The status of Spurs’ squad is reflected in estimations of transfer values – according to CIES Football Observatory, Harry Kane is ranked the fifth most valuable player at € 151 million. Dele Alli is ranked 15that € 101 million. Arsenal’s highest valued player is Pierre-Emerick Aubameyang – € 68 million.
Overall, Spurs are considered to have the most valuable squad out of the two clubs – Soccerex, in its Football Finance 100 (which Game of the People provided editorial), valued it at € 830 million compared to the € 554 million calculation of Arsenal’s playing resources. The landscape could change, however, if Spurs fail to hold onto their prized assets, which becomes more likely with each trophy-less season. Furthermore, the balance could be upset if they also lose their highly-coveted manager. As for Arsenal, the jury is still out with regards to the appointment of Unai Emery, who started well but has seen his team assume a similar role to the latter days of Wenger – chasing a Champions League spot to avoid the Europa.

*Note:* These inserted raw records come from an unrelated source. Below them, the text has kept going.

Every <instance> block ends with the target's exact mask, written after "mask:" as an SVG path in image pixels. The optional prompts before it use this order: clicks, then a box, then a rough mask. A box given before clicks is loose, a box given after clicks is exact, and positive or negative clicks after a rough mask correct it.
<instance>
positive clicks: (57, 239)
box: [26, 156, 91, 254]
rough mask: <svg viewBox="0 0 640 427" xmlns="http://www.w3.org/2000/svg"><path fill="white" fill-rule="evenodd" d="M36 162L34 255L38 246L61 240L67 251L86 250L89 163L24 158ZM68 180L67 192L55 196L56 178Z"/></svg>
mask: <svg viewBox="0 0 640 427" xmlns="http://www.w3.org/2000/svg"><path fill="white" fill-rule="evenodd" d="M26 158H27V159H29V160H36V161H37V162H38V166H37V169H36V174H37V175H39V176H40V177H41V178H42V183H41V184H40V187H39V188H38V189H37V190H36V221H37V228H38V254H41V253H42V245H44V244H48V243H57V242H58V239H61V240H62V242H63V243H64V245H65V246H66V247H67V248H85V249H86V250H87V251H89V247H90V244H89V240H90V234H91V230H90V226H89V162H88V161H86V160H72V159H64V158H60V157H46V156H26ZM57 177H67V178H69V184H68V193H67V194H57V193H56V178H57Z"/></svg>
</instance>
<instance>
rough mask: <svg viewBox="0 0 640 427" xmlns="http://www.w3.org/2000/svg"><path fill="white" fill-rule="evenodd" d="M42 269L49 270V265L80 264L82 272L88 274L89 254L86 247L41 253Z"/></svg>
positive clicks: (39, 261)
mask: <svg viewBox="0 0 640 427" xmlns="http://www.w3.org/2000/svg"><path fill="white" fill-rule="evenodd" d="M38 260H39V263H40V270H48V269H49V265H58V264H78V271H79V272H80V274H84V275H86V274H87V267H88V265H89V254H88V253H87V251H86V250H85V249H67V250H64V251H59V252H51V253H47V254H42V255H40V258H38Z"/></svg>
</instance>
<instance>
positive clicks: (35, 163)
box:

It is remarkable how similar the two clubs are, though, in terms of items like tangible assets and cash reserves. Spurs may be saddled with more debt at the moment, but that is undoubtedly attributable to the new stadium.
Stability is a rare commodity in football, but both Arsenal and Tottenham Hotspur have been far more settled than drama-driven Chelsea, their rivals across London. Arsenal are now owned by Stan Kroenke and there have been concerns that he will adopt a US-style approach to the management of the club. As a business, Arsenal has been very successful, run on relatively prudent lines. Tottenham are little different in that direction.
Tottenham will move into their impressive new stadium in the next few months. Already this new construction has been used as a form of one-upmanship – the capacity will be 62,062 which exceeds the 60,260 of the Emirates. 1-0 to the Spurs, as they say.